Another unusual "signature" that has been associated with Miles Batt are paintings that appear to have been executed on a yellow manila envelope - the kind with the cardboard buttons and the little string to wind around them in a figure 8 to keep the enveloped closed. These paintings are show-stoppers though, because the envelopes are each 80 x 60 inches! You might enjoy having a look at examples of both of his nameless trademark "signatures" at:

http://www.co.broward.fl.us/arts/padtour/inventory/batt_miles.htm

Can't hurt!

Tuesday
Nov102009

Leaners

Do you ever read a book that is so good you hate to reach the end? Even if another book close at hand might be just as compelling, it just doesn't measure up while the first one still in your head.

Creating a painting is like that too. Some paintings all but paint themselves. It is so exciting when just the right things happen on the paper and a great piece of art appears. Not all paintings happen so easily. Some are really a lot of work. When things are going well and I'm having a great time painting, I'm reluctant to call a halt. But ignoring or failing to recognize that moment when a painting is finished and needs nothing more, or willfully ignoring it, is dangerous. It is so tempting to prolong the pleasure, adding ever more layers and details and overworking it until the painting loses the freshness and beauty that was there an hour or two before. And there is no backing up.

 "How many artists does it take to create a painting?" Answer: "Two. One to paint and the other to hit him on the head with a rubber mallet when the painting is finished."

No matter how good the book was, how well the painting turned out, or how much fun it was to paint it, the fact that it reached a conclusion - an end - invariably causes a small "letdown" - the feeling that what comes next can't possibly be as satisfying. And to avoid possible disappointment or frustration of a starting a new painting, I'm soon looking in the refrigerator, chatting on the phone, or watching a re-run of I Love Lucy.
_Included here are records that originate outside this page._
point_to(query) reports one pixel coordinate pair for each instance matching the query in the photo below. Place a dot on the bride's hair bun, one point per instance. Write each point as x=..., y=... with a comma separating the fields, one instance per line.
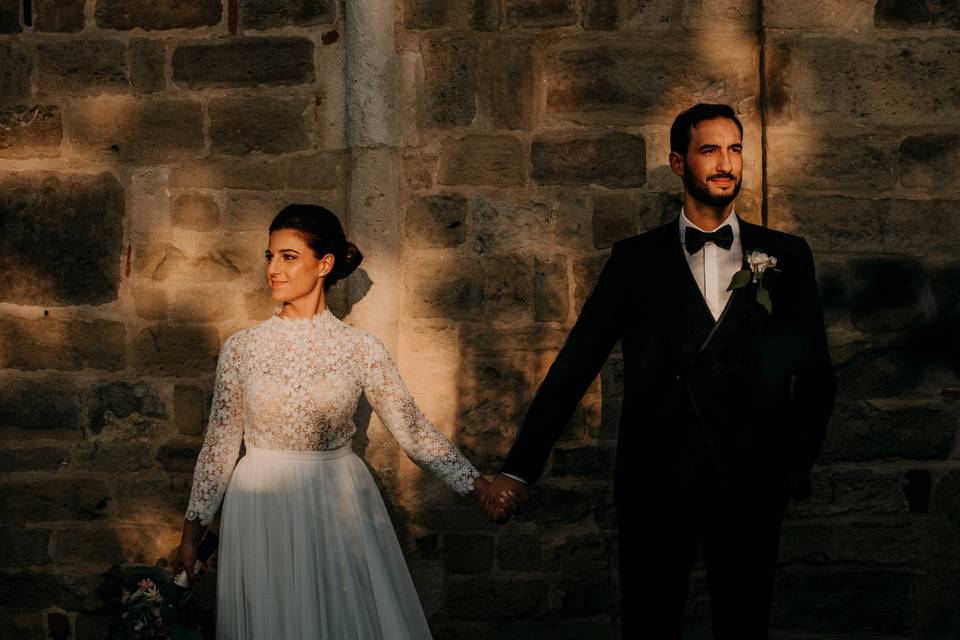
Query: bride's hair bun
x=321, y=230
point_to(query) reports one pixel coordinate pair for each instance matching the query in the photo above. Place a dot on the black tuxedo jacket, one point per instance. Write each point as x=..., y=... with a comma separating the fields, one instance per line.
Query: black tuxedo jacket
x=751, y=392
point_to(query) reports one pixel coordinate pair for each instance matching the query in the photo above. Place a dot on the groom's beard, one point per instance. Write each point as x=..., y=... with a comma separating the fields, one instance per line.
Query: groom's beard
x=700, y=191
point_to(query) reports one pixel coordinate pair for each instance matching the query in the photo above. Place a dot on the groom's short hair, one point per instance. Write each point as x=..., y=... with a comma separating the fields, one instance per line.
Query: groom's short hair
x=682, y=129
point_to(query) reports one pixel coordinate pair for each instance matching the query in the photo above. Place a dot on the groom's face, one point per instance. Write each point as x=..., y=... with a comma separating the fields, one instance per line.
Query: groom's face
x=713, y=164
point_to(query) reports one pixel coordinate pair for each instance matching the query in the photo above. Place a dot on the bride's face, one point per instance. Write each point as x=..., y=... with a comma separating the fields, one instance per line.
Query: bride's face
x=293, y=270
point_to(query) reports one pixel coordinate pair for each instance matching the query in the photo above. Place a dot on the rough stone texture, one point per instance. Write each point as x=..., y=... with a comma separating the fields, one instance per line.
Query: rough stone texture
x=81, y=66
x=46, y=343
x=46, y=221
x=30, y=131
x=450, y=91
x=267, y=125
x=269, y=14
x=49, y=408
x=899, y=81
x=124, y=15
x=197, y=212
x=922, y=13
x=628, y=84
x=436, y=221
x=482, y=160
x=64, y=16
x=244, y=62
x=612, y=159
x=10, y=16
x=930, y=162
x=176, y=350
x=147, y=62
x=134, y=131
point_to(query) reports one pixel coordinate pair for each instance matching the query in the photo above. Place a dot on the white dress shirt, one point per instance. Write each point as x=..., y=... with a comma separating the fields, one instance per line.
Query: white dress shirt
x=713, y=267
Eventually I found that one solution to this is having "Leaners."

There is an odd man leaning against one wall of my studio. He is frowning. A headache? His hat is hanging on the backpost of his chair, and he is holding one hand to the side of his face. Maybe a toothache. Waiting for an appointment with the IRS? This man is a "leaner" and he has a lot of company with other "leaners" along my studio wall: A bowl of colorful but unidentifiable fruit. A stand of Hollyhocks.  A dark forest - Transylvania? 

"Leaners" are paintings in progress - leaning against the wall, waiting for me to finish them. They effectively banish those blank times between the finish of one painting and the start of another.   Rather than start and finish one painting at a time, I start many paintings so there is always something to work on. One wall of my studio is lined with layers of "leaners." I feel no particular pressure to finish them. But having something else already in progress when I finish a painting helps me stay productive, excited about the next painting.

Visitors to my studio seem to enjoy sorting through the many leaners against the wall. They ask questions about them: What inspired you? Where is this going? What does this mean? Why is one ear higher than the other? Or they make interesting comments: Those plates are arresting because they aren't the same size. This texture is so appealing! Their curiosity and enthusiasm sometimes help me make painting decisions.

So - I'm off to sort through the "leaners." The painting of the odd man is not finished, but I've just decided that the title of that painting will be "The Endless Wait." That will be appropriate because he will remain a "leaner" for now, still waiting.